The consistency Toast found in tipping differs from other studies that have observed an uptick in tipping during the pandemic. Popmenu found in a December report that 58% of consumers increased the amount they usually tip servers and delivery drivers, with most tipping more than 20%. Popmenu cited higher awareness of the industry’s challenges and compensation structure as a factor in driving tipping behavior.
The disparity between dine-in and off-premise tipping indicates many consumers are willing to pay extra for service and experiences. It may also hint at pent-up demand for dining out after two years of restrictions. PYMNTS research released in February found 61% of Americans would like to dine at restaurants more than they currently do.
That pent-up demand may be contributing to the the decline in takeout and delivery sales compared to the double-digit growth for dine-in in Q1. Toast data that shows this shift echoes data Technomic shared with NBC, which found in-person dining reached a post-pandemic peak in Q1, while restaurant deliveries slipped to their lowest level since Q4 2020.
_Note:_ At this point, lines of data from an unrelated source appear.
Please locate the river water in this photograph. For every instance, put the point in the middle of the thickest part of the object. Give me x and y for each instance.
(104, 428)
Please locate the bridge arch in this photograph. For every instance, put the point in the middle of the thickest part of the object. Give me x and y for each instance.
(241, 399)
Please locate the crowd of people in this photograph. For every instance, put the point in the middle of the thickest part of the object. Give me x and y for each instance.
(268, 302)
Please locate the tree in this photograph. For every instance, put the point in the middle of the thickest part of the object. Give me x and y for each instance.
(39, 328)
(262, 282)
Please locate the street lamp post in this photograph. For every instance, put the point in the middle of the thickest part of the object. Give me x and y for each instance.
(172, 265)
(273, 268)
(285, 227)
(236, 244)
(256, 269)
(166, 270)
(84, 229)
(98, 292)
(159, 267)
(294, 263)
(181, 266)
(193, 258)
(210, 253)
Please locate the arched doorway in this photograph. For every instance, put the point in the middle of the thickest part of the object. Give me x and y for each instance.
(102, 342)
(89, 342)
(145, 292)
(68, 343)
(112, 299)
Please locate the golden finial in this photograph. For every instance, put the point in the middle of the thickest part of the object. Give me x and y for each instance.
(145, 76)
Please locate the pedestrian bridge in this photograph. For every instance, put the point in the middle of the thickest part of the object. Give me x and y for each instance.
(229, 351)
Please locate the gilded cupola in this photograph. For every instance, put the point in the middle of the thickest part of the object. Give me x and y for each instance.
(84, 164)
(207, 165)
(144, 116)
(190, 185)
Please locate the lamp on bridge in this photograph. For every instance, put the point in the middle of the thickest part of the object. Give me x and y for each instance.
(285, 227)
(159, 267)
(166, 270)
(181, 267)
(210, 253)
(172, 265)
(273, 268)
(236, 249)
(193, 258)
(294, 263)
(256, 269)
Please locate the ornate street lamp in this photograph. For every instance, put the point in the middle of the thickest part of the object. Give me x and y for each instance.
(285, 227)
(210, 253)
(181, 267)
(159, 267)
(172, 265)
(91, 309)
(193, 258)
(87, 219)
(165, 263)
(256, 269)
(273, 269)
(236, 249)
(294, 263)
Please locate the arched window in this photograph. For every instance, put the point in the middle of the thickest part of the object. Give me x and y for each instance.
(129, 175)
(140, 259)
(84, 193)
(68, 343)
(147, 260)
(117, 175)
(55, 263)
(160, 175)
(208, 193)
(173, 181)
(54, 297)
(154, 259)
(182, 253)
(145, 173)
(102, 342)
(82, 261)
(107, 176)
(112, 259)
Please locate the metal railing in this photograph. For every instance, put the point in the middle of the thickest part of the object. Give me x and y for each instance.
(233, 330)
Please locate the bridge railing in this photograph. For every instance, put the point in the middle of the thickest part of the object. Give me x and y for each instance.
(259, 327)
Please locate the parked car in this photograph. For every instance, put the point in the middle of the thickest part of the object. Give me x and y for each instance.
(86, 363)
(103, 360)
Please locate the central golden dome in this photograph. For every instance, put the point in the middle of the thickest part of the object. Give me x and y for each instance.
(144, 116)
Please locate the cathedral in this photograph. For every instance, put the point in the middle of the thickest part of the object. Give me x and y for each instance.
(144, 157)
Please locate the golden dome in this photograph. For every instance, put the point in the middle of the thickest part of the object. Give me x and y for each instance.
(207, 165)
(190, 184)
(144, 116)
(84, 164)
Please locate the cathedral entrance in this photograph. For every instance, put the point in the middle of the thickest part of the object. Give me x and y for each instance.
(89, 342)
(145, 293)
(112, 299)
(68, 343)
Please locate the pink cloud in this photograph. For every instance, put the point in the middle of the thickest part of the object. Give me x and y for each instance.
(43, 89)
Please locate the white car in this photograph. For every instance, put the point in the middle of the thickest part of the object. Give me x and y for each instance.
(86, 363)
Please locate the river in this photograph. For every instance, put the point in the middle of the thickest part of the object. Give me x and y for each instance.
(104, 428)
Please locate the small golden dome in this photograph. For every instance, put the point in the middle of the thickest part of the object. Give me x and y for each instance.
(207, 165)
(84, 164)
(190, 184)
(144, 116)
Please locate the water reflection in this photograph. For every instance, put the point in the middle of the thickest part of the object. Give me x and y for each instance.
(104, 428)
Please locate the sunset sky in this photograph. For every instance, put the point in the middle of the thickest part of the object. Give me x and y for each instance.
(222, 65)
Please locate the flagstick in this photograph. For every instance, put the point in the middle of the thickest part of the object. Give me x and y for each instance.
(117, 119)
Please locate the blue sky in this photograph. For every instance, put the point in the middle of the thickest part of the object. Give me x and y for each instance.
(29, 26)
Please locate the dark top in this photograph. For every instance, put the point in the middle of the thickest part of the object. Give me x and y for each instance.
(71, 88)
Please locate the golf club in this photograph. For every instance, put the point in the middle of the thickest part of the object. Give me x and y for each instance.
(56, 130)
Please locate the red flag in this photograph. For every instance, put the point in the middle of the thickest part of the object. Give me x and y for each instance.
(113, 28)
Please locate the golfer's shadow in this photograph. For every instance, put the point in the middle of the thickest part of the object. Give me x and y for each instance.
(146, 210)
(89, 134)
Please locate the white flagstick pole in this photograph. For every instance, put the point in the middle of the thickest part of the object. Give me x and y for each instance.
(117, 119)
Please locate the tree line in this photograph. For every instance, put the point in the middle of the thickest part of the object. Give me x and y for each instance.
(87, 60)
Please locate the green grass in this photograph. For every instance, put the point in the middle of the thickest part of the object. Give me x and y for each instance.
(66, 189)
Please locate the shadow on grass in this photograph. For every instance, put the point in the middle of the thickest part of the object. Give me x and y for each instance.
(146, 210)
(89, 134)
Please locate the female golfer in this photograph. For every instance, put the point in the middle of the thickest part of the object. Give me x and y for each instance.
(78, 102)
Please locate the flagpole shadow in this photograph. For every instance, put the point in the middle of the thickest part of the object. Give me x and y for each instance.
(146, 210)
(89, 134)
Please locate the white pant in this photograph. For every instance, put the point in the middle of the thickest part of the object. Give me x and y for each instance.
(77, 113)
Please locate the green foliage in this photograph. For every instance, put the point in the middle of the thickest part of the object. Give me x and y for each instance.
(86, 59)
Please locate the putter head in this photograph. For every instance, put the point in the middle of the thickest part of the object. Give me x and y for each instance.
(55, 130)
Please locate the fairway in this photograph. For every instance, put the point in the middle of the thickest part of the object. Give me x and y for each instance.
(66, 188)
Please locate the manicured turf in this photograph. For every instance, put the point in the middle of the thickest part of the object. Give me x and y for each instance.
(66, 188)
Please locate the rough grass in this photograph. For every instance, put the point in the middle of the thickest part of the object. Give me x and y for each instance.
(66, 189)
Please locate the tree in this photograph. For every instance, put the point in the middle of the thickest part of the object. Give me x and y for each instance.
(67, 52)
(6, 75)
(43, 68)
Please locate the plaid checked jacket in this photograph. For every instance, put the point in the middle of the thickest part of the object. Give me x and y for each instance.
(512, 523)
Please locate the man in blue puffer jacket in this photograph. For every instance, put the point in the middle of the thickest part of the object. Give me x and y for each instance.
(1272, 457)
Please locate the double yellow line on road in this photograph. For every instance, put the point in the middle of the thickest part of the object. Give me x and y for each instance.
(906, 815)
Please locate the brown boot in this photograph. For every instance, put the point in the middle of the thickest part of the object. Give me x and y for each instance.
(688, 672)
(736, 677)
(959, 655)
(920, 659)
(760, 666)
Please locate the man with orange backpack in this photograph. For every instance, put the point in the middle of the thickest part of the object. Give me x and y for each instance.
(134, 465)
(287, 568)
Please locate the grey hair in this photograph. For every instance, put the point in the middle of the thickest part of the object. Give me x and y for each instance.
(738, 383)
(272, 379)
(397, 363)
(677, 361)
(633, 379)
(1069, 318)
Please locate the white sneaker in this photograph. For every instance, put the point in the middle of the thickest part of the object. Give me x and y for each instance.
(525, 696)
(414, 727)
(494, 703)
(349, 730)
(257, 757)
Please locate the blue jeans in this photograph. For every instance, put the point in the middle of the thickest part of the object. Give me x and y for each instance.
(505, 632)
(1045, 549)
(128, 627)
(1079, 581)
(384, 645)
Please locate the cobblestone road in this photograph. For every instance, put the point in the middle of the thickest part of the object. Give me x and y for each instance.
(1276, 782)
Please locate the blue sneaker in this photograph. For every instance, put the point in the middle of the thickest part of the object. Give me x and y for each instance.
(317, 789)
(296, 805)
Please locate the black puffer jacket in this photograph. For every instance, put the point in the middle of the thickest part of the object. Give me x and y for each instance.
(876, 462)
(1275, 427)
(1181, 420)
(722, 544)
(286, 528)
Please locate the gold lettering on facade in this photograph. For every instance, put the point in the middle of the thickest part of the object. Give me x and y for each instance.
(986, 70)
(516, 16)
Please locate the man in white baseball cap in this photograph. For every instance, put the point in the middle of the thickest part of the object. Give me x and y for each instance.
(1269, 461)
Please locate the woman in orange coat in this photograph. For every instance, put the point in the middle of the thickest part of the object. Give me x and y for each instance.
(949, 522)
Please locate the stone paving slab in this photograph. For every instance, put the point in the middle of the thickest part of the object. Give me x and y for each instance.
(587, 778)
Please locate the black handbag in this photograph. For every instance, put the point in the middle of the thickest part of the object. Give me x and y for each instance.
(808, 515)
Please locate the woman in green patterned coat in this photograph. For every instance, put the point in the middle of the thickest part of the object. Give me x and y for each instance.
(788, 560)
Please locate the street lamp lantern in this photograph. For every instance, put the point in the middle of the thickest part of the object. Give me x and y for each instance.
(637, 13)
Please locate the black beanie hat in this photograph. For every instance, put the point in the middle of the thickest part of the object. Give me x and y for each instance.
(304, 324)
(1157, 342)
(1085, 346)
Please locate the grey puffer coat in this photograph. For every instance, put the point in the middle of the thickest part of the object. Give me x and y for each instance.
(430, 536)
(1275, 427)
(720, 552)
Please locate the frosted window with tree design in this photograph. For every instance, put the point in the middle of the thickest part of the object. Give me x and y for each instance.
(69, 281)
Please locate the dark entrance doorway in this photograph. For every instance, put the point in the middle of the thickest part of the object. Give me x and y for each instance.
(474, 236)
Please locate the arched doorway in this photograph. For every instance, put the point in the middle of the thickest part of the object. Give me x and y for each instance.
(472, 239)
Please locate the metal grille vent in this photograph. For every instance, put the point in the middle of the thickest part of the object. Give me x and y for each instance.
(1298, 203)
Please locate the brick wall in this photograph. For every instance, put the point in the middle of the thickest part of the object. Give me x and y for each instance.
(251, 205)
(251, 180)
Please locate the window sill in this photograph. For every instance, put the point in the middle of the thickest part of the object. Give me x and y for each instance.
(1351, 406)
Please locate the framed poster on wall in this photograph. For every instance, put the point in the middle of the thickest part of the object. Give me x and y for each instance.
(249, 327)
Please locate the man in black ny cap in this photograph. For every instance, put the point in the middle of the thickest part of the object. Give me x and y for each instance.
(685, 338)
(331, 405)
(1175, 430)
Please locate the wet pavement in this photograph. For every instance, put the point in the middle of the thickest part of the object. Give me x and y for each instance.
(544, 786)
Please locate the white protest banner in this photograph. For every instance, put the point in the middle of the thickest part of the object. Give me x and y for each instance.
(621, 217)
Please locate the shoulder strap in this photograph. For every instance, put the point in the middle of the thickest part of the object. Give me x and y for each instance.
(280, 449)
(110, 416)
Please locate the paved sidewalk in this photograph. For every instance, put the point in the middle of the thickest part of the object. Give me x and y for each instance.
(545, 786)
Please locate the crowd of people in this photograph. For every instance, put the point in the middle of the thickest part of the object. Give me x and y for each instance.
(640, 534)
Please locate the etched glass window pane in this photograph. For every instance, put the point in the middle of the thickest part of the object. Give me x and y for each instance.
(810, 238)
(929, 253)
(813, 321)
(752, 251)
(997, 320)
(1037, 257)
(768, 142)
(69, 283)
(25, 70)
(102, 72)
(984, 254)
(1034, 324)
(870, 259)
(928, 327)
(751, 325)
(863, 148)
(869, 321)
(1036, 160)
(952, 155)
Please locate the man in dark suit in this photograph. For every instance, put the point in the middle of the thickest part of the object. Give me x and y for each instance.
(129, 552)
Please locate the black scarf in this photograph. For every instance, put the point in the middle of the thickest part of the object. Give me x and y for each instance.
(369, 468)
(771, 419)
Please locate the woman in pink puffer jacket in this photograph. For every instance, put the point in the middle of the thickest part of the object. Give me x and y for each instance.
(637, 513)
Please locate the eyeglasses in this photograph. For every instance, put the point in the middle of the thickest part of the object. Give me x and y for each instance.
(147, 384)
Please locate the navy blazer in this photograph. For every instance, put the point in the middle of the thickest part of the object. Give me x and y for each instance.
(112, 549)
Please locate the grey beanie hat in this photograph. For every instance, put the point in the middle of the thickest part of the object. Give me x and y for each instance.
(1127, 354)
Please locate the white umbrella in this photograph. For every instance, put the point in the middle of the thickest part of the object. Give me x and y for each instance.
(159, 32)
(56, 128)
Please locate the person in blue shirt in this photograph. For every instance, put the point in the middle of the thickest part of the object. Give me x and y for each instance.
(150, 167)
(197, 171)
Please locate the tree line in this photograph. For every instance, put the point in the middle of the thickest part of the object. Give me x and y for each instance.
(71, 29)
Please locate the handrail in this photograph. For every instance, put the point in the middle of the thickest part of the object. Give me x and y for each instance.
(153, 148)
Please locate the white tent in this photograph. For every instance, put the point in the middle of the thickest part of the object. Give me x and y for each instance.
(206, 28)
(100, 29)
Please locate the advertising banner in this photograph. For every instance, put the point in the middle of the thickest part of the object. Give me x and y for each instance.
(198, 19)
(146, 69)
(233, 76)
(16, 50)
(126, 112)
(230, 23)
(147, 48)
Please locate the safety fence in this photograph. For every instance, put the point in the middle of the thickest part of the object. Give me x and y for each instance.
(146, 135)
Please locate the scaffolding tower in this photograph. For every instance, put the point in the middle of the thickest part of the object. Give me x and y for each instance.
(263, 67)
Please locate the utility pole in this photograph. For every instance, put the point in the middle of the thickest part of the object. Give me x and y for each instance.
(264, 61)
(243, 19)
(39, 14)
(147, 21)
As consumers return to dine-in, the industry will have to contend with challenging labor metrics, as it remains down about 800,000 jobs compared to pre-pandemic highs. Higher in-person tips could aid recruitment, particularly as restaurants compete with gig companies for employees and as delivery drivers struggle with higher fuel costs.
But as restaurants raise menu prices to keep pace with inflation, and as consumers manage their own inflationary pressures, tips could shrink again. According to a new survey from CNBC, 53% of Americans now plan to cut back on dining out as gas prices remain elevated.
In the competition over labor, tipping can be an incentive. But employees have left the restaurant industry at record-high levels the past two years, and steeper tips and wage-growth moderately above inflation have not yet offset the labor losses suffered by the industry in 2020.